Charisma, Sexuality, Race
摘要
This chapter reframes Anagarika Dharmapala and early “Buddhist mission” as a gendered and racialised project of modernity rather than a straightforward story of religious transmission. Taking the mid-twentieth-century shift from orientalist knowledge about Buddhism to organised Buddhist “mission” (dharmadūta) as its opening scene, it traces how Sri Lankan actors cast missionary work as a masculine endeavour that could counter Christian models while claiming moral superiority over them.
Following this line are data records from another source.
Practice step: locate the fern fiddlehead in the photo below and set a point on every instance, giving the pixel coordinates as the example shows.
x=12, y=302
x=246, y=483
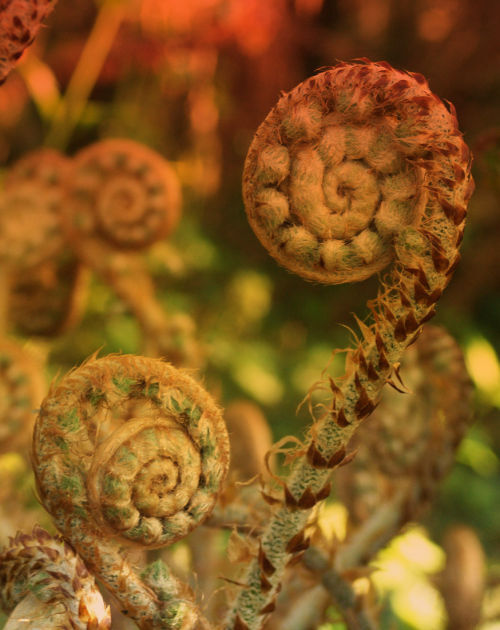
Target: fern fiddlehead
x=357, y=167
x=130, y=451
x=120, y=199
x=63, y=593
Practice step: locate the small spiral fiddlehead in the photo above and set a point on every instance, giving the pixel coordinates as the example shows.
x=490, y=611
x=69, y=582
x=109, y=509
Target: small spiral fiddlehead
x=356, y=167
x=20, y=21
x=30, y=206
x=21, y=390
x=129, y=450
x=120, y=199
x=46, y=567
x=122, y=195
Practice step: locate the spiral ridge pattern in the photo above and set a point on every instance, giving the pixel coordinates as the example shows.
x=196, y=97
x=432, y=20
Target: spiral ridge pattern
x=131, y=446
x=346, y=161
x=123, y=194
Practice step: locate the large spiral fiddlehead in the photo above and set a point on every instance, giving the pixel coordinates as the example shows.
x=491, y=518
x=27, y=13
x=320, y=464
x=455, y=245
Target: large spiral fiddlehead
x=129, y=450
x=20, y=21
x=43, y=574
x=359, y=160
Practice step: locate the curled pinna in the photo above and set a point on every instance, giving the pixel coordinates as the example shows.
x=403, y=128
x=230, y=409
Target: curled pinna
x=129, y=450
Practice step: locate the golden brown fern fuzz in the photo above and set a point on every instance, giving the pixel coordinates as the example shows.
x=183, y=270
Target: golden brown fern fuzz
x=355, y=168
x=20, y=21
x=129, y=450
x=121, y=195
x=411, y=438
x=346, y=161
x=46, y=569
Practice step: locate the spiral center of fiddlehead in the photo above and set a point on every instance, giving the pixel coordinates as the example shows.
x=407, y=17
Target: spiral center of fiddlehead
x=121, y=199
x=330, y=180
x=122, y=195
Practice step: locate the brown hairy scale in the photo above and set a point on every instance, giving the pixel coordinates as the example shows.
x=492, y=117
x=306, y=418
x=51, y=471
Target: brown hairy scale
x=411, y=438
x=44, y=584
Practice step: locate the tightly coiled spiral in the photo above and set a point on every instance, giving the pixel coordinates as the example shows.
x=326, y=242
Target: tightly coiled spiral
x=30, y=207
x=355, y=168
x=21, y=390
x=132, y=445
x=121, y=194
x=346, y=161
x=20, y=21
x=129, y=450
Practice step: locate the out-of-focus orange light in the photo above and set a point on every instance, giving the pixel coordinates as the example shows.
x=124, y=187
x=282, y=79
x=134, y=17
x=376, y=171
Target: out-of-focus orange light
x=436, y=22
x=308, y=7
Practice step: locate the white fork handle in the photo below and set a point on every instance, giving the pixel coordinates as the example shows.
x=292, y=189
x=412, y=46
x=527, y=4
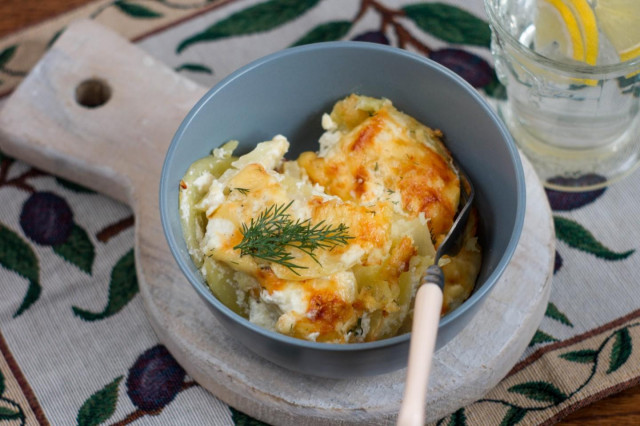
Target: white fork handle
x=424, y=331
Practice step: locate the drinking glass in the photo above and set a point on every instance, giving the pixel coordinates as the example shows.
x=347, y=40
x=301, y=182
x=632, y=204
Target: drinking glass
x=577, y=123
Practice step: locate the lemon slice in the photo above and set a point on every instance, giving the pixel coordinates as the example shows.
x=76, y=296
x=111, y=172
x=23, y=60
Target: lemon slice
x=620, y=22
x=556, y=24
x=588, y=28
x=571, y=24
The chapter then follows how Dharmapala helped stabilise a specifically male-centred imaginary of Buddhist revival through the Maha Bodhi Society’s intertwined programmes of preaching and education, including schools for boys, training infrastructures for bhikkhus, and the ideal of an international Buddhist “brotherhood.” Against this backdrop, it examines the making of “perfect men” through Dharmapala’s flexible mobilisations of Bodhisattva ideals and Aryan racial-religious mythologies—concepts that shaped nationalist hierarchies and sidelined women. Finally, the chapter turns to “racialised charisma,” analysing how Western fascination with Dharmapala’s appearance, voice, and comportment produced an exoticised and sexualised public figure, and how later insinuations about his sexuality functioned as colonial tactics of delegitimation as well as sites of ongoing political contestation.